An emerger is what a fly is before it actually comes forth as a fully fledged adult, half is underwater and half is popping out its little shell like body. Trout love this as the damn thing can’t do something annoying like fly away.
So the first classic emerger is:
Hans Van Klinken’s Klinkhåmer Special
(Photo:Rudy van Duijnhoven)
Right – Instead of me twittering on about this rather deadly fly head over to Hans Van Klinken’s site and check it out.
It can be bought in pretty much every tackle shop however if you can master the tying of it then you can really have a lot of fun experimenting with various colours of wing post and different coloured bodies. This is a good prospecting fly , casting blind to likely looking runs and riffles – I reckon it is often mistook for a terrestrial or a spider.
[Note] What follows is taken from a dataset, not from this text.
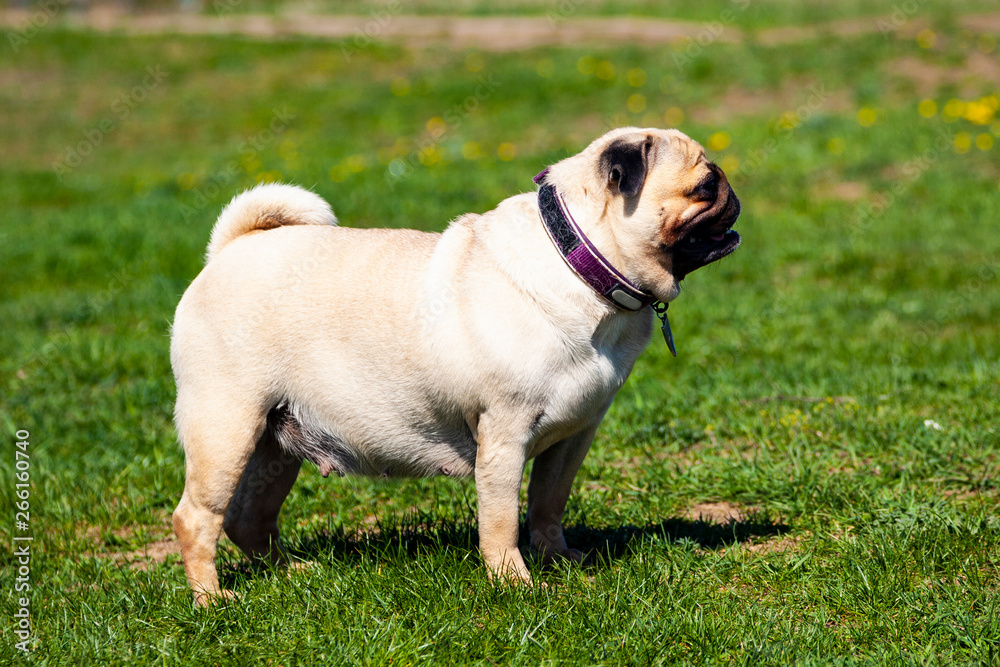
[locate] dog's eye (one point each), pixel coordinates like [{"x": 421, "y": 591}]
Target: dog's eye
[{"x": 708, "y": 189}]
It is a tricky fly to tie – although not as tricky as this next fly and unfortunetly this one cannot be bought in the shops:
(Bob Wyatt’s) Deer Hair Emerger
In his book “Trout Hunting” Bob Wyatt says this is an easy fly to tie – well, I have spent the last year trying to get the damn thing to float the right way up. I think I have pretty much cracked it for this season though and am looking forward to fishing it properly. Mike swears by it so it cant be half bad !
(Fly: Bob Wyatt, Photograph: Hans Weilenmann)
For tying notes please head over to Hans Weilenmann‘s most excellent site.
For Bob Wyatt’s take on trout fishing buy his book from Amazon (even though he deserted Scotland for a beach in Australia)
And this brings us quite nicely onto the third fly – which is not strictly an emerger however can behave like one – it is a fly which I would never not have in my box – yes it is the…
(Pattern: Hans Weilenmann, Fly and photograph: Hans Weilenmann)
Hans Weilenmann (like Bob Wyatt) developed this fly as it has all the natural triggers that a trout would home in on:lots of legs, a trailing nymphal shuck and a representation for a wing or crippled wings.
Better than anything it is a piece of cake to tie – much easier than Wyatt’s fly and not as fiddly as the Klinkhåmer Special. Make sure you head over to Hans Weilenmann’s site and read how to tie it.
All your flies should be in a few sizes – sometimes going down a size (or up) will provoke a reaction from a hungry trout.
Remember, all these flies are good prospecting flies – even if you see nothing hatching still have a cast in likely looking spots. The easiest way to fish a dry fly if there are no obvious risers is to stand at the bottom of a riffle or broken water and cast upstream letting the dry fly drift down towards you – the trout only has a brief moment to make a decision and will usually rise to it. Watch the fly like a hawk for the trout and tighten immediately.